Grades | Popular | Sports | Total | |
---|---|---|---|---|
\(4^{th}\) | \(63\) | \(31\) | \(25\) | \(119\) |
\(5^{th}\) | \(88\) | \(55\) | \(33\) | \(176\) |
\(6^{th}\) | \(96\) | \(55\) | \(32\) | \(183\) |
Totals: | \(247\) | \(141\) | \(90\) | \(478\) |
\(H_0:\) that the variables are independent. Grade level does not have an effect on what a student finds most important
\(H_A:\) There is a dependence on the two variables. Grade level does effect what a student finds most important
To test this we again want to compute a chi-square statistic \(\chi^2\):
\[ \displaystyle \chi^2= \sum \frac{ (\text{observed}- \text{expected})^2}{\text{expected}}\]

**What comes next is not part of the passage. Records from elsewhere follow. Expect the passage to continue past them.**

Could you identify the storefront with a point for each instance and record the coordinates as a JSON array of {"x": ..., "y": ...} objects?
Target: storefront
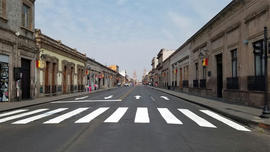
[{"x": 4, "y": 77}]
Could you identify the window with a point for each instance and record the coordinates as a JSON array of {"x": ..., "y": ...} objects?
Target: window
[
  {"x": 197, "y": 72},
  {"x": 2, "y": 8},
  {"x": 26, "y": 16},
  {"x": 234, "y": 63},
  {"x": 258, "y": 58},
  {"x": 204, "y": 72}
]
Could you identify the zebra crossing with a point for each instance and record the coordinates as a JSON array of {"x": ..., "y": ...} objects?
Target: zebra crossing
[{"x": 142, "y": 116}]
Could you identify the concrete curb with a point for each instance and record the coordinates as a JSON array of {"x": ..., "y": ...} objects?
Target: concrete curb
[
  {"x": 51, "y": 100},
  {"x": 244, "y": 121}
]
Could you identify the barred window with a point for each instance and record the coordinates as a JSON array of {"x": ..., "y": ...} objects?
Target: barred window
[
  {"x": 197, "y": 71},
  {"x": 1, "y": 8},
  {"x": 234, "y": 63},
  {"x": 258, "y": 58},
  {"x": 204, "y": 72}
]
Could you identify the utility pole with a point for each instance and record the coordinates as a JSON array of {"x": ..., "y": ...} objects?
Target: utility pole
[{"x": 266, "y": 110}]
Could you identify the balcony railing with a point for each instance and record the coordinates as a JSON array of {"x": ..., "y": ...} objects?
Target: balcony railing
[
  {"x": 203, "y": 83},
  {"x": 47, "y": 89},
  {"x": 80, "y": 87},
  {"x": 195, "y": 83},
  {"x": 71, "y": 88},
  {"x": 256, "y": 83},
  {"x": 232, "y": 83},
  {"x": 54, "y": 89},
  {"x": 185, "y": 84}
]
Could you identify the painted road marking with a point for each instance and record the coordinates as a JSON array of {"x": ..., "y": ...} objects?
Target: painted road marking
[
  {"x": 31, "y": 119},
  {"x": 200, "y": 121},
  {"x": 21, "y": 115},
  {"x": 142, "y": 115},
  {"x": 81, "y": 98},
  {"x": 117, "y": 115},
  {"x": 109, "y": 97},
  {"x": 12, "y": 112},
  {"x": 137, "y": 97},
  {"x": 65, "y": 116},
  {"x": 92, "y": 115},
  {"x": 225, "y": 120},
  {"x": 168, "y": 116},
  {"x": 85, "y": 101},
  {"x": 165, "y": 98}
]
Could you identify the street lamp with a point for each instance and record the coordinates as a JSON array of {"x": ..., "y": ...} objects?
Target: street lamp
[{"x": 266, "y": 110}]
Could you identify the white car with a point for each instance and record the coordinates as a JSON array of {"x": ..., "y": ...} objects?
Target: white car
[{"x": 127, "y": 85}]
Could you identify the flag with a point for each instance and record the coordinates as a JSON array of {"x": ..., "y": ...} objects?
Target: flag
[{"x": 205, "y": 62}]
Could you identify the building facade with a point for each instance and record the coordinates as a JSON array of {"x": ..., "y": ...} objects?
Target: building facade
[
  {"x": 18, "y": 53},
  {"x": 225, "y": 58},
  {"x": 61, "y": 69},
  {"x": 99, "y": 76}
]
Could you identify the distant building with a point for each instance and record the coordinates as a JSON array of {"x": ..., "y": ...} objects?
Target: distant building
[
  {"x": 18, "y": 53},
  {"x": 224, "y": 59},
  {"x": 62, "y": 69},
  {"x": 114, "y": 68}
]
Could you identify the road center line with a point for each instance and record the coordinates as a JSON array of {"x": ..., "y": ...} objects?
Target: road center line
[
  {"x": 83, "y": 101},
  {"x": 81, "y": 98},
  {"x": 142, "y": 115},
  {"x": 12, "y": 112},
  {"x": 21, "y": 115}
]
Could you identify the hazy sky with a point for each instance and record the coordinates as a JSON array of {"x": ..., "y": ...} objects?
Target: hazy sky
[{"x": 128, "y": 33}]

\[ \displaystyle \frac{ (\text{row total} \cdot \text{column total})}{\text{table total}}\]
#expected number of 4th graders that think grades are the most important
grades_4 <- (119*247)/478
pop_4 <- (119*141)/478
sport_4 <- (119*90)/478
grades_5 <- (176*247)/478
pop_5 <- (176*141)/478
sport_5 <- (176*90)/478
grades_6 <- (183*247)/478
pop_6 <- (183*141)/478
sport_6 <- (183*90)/478
chisq <- (63-grades_4)^2/grades_4 + (31-pop_4)^2/pop_4 + (25-sport_4)^2/sport_4 +
(88-grades_5)^2/grades_5 + (55-pop_5)^2/pop_5 + (33-sport_5)^2/sport_5 +
(96-grades_6)^2/grades_6 + (55-pop_6)^2/pop_6 + (32-sport_6)^2/sport_6
# for a test of independence the degrees of freedom is (# of rows -1 )* (# of columns - 1) in this case (3 -1 ) * (3 -1) = 4
1-pchisq(chisq,4)
## [1] 0.8593185
# we have a p-value of 85.9%, with any reasonable significance we fail to reject the null hypothesis.
# Our data does not provide statistically significant evidence that grade level effect what students find important.
# we need another way!
df <- data.frame(grades = c(63,88,96), popular = c(31,55,55), sports = c(25,33,32))
chisq.test(df)
##
## Pearson's Chi-squared test
##
## data: df
## X-squared = 1.3121, df = 4, p-value = 0.8593
Pressure to Succeed | High Anxiety | Medium-High Anxiety | Medium Anxiety | Medium-Low Anxiety | Low Anxiety | Total |
---|---|---|---|---|---|---|
High | \(35\) | \(42\) | \(53\) | \(15\) | \(10\) | \(155\) |
Medium | \(18\) | \(48\) | \(63\) | \(33\) | \(31\) | \(193\) |
Low | \(4\) | \(5\) | \(11\) | \(15\) | \(17\) | \(52\) |
Total | \(57\) | \(95\) | \(127\) | \(163\) | \(158\) | \(400\) |
Is there sufficient evidence to conclude that a student’s anxiety level depends on the pressure to succeed?
\(H_0:\)
\(H_A:\)
Monday | Tuesday | Wednesday | Thursday | |
---|---|---|---|---|
number of absences | 15 | 12 | 9 | 9 |
Suppose there are \(60\) absences in an average week. Test the goodness of fit of this data to a uniform distribution with a significance level of \(.05\).